Section titled “Under the hood — what “green” actually guarantees”

It is worth being honest about what the green bar does and doesn’t prove, so you don’t over-trust it. Green means: every example you have written down so far is satisfied. It does not mean the code is correct for inputs you never tested. The String Calculator above is green for "", "7", and "1,2" — and would happily return garbage for "1,,2", negative numbers, or a trailing comma, because no test has demanded otherwise yet.

That is not a flaw in TDD; it is the point. The green bar is exactly as strong as your examples. TDD’s job is to make sure code and examples grow together, one behaviour at a time, so that every behaviour the code claims is backed by a test that has been seen to fail without it. Widening the behaviour is the job of the next RED step — and of the property-based techniques later in this part, which attack the “inputs you never thought of” problem head-on.

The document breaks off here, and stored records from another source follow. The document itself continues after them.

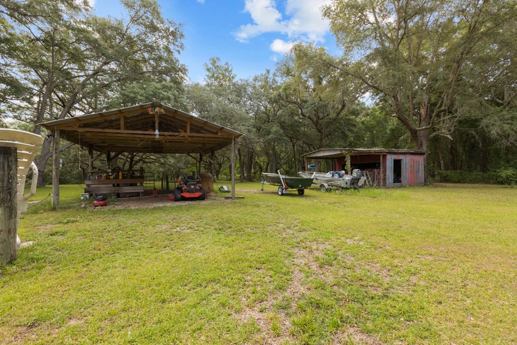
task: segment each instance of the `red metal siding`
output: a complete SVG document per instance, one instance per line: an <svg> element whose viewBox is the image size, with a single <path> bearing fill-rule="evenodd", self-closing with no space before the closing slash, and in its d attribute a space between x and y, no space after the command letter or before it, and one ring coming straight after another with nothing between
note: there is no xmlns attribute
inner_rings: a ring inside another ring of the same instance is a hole
<svg viewBox="0 0 517 345"><path fill-rule="evenodd" d="M423 186L424 156L421 155L387 155L386 187L393 187L393 160L402 160L401 186Z"/></svg>
<svg viewBox="0 0 517 345"><path fill-rule="evenodd" d="M376 175L374 176L372 174L372 178L376 181L377 185L379 187L391 187L393 184L393 159L400 159L402 168L402 181L401 186L423 186L424 185L424 156L423 155L412 154L383 154L382 163L381 164L382 170L376 171ZM379 155L368 155L364 156L351 156L350 162L352 164L358 163L371 163L381 161ZM343 164L346 163L346 158L345 157L337 158L337 163L334 169L341 170ZM373 173L373 171L372 172ZM382 183L381 184L381 180Z"/></svg>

  • Why does it exist? Red-Green-Refactor exists to make test-first development executable — to turn the vague instruction “write tests first” into a concrete, repeatable loop that tells you exactly what to do next and when each micro-step is done.
  • What problem does it solve? It attacks the gap between writing wrong code and discovering it. By keeping cycles to seconds and always returning to a known-good green bar, it makes mistakes tiny, cheap, and instantly localised to the last step.
  • What are the trade-offs? You write more test code, and up front it feels slower. The RED step is a real, non-optional cost. In exchange you get a regression net that grows with the code and a design pressure (covered on the next page) that tends toward smaller, more testable units.
  • When should I avoid it? Throwaway spikes and exploratory prototypes where you don’t yet know the behaviour you want — there is nothing to specify a test against. Also hard on code whose “correctness” is subjective (visual layout, tuning) where an example-based assertion can’t capture the goal.
  • What breaks if I remove it? Without the loop, tests drift after the code and become confirmation rather than specification. Without the RED step specifically, you lose the one proof that your tests can detect anything at all — and you inherit the green-suite-that-guards-nothing failure above.
  1. Name the three phases of the loop and state the one-line job of each.
  2. Why is a test that passes the first time you run it a warning sign rather than a success? What are you unable to conclude about such a test?
  3. In the String Calculator kata, returning a hardcoded 0 in cycle 1 passes the test. Why is that legitimate rather than cheating — and what mechanism eventually forces it to be replaced?
  4. You have been “red” for fifteen minutes, wrestling with a big change. What does the rhythm of TDD tell you to do, and why is that the right move?
  5. The suite is fully green. A colleague says “so the code is correct.” Give the precise, honest statement of what green actually guarantees.
Show answers
  1. RED — write one small test for the next behaviour and confirm it fails for the right reason. GREEN — write the simplest code that makes all tests pass. REFACTOR — clean up the code while the suite stays green, running tests after each small change.
  2. Because you have never seen it fail, so you have no evidence it can fail. It might assert something trivially true, test the wrong thing, never call the code under test, or not be run at all. Watching it fail is the only proof the test can catch a regression.
  3. It is the simplest thing that could possibly work — the minimum to reach green, which keeps the step tiny and unlikely to add a second bug. The next test (cycle 2, a single number) contradicts the constant; through triangulation, a hardcode can no longer satisfy multiple examples, so the real algorithm is forced out.
  4. Revert to the last green state and take a smaller bite. Fifteen minutes red means the step was too big; you lose only the current tiny step, and returning to green re-establishes a known-good base to attack the problem in smaller increments.
  5. Green guarantees only that every example currently written down is satisfied. It says nothing about inputs no test exercises. The code is correct exactly to the extent of your tests — no further.